Gold is third most consistently bought investment globally: WGC
Millennials’ attitudes towards gold are not so different to those of older generations.
The significant piece of research, with an 18,000-strong sample, looks at a range of markets including China, India, North America, Germany and Russia, and highlights unique insights into attitudes towards and perceptions of gold; how and why people buy gold, and also their reasons for not buying.
In addition, the new research reveals that more than a third (38%) of retail investors and fashion enthusiasts have never bought gold in the past but are warm to the idea. This shows a huge potential for the gold market to grow if untapped sources of demand can be converted.
The report states that more than two-thirds (67%) of all retail investors believe that gold is a good safeguard against both inflation and currency fluctuations, and 61% trust gold more than fiat currencies. The industry should build on that confidence, while staying alert to areas where it is weaker.
While people have confidence in gold, there is some mistrust among those that have never bought gold in the past, but are open to the idea of buying it in the future, with 48% and 28% of all potential investment and jewellery consumers respectively citing lack of trust as a significant barrier. That could be mistrust around fake or counterfeit bars and coins, product purity, or the trustworthiness of some retailers.
Millennials’ attitudes towards gold are not so different to those of older generations. But there are perceptual misgivings among the younger Gen Z audience, misgivings which are particularly pronounced in China’s jewellery market. For example, 40% of 18-24 fashion buyers in China agree that gold can bring good luck compared to 88% for those aged between 55-65.
Gold compares poorly to other retail investments and fashion items when looked at through the lens of digital distribution, marketing and communications. Global retail investors only buy 9% of gold coins and 6% of jewellery online, compared with 25% of gold-backed ETFs.
Two thirds (66%) of potential gold consumers globally say they lack the necessary knowledge to buy gold. Greater awareness of gold needs to be created through TV, print and social media; quality education is required on the benefits of owning gold; and, while it is not a mainstream issue now, the next generation of potential gold buyers need to know more about the industry’s ethical credentials.
David Tait, chief executive officer at the World Gold Council, commented: “The retail gold market is healthy, with gold being considered a mainstream choice.

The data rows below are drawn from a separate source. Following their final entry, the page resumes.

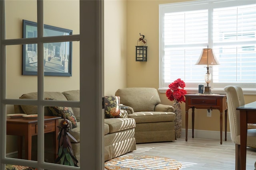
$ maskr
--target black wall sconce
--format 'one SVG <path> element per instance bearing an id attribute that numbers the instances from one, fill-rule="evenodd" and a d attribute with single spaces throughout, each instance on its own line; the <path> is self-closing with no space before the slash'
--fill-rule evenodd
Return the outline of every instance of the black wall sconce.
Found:
<path id="1" fill-rule="evenodd" d="M 147 49 L 148 46 L 147 46 L 147 40 L 144 39 L 145 36 L 141 35 L 140 33 L 140 35 L 142 37 L 137 41 L 137 46 L 136 47 L 136 61 L 147 61 Z M 141 41 L 146 45 L 138 46 L 138 43 Z"/>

But what really excites me is the untapped part of the market: those people who have never bought gold but are warm to the idea of doing so in the future.
“Two issues need to be addressed to engage with these potential gold buyers: trust and awareness. This market can flourish if we can build trust across the broad spectrum of gold products being sold and raise awareness around the positive role gold can play in protecting people’s wealth.”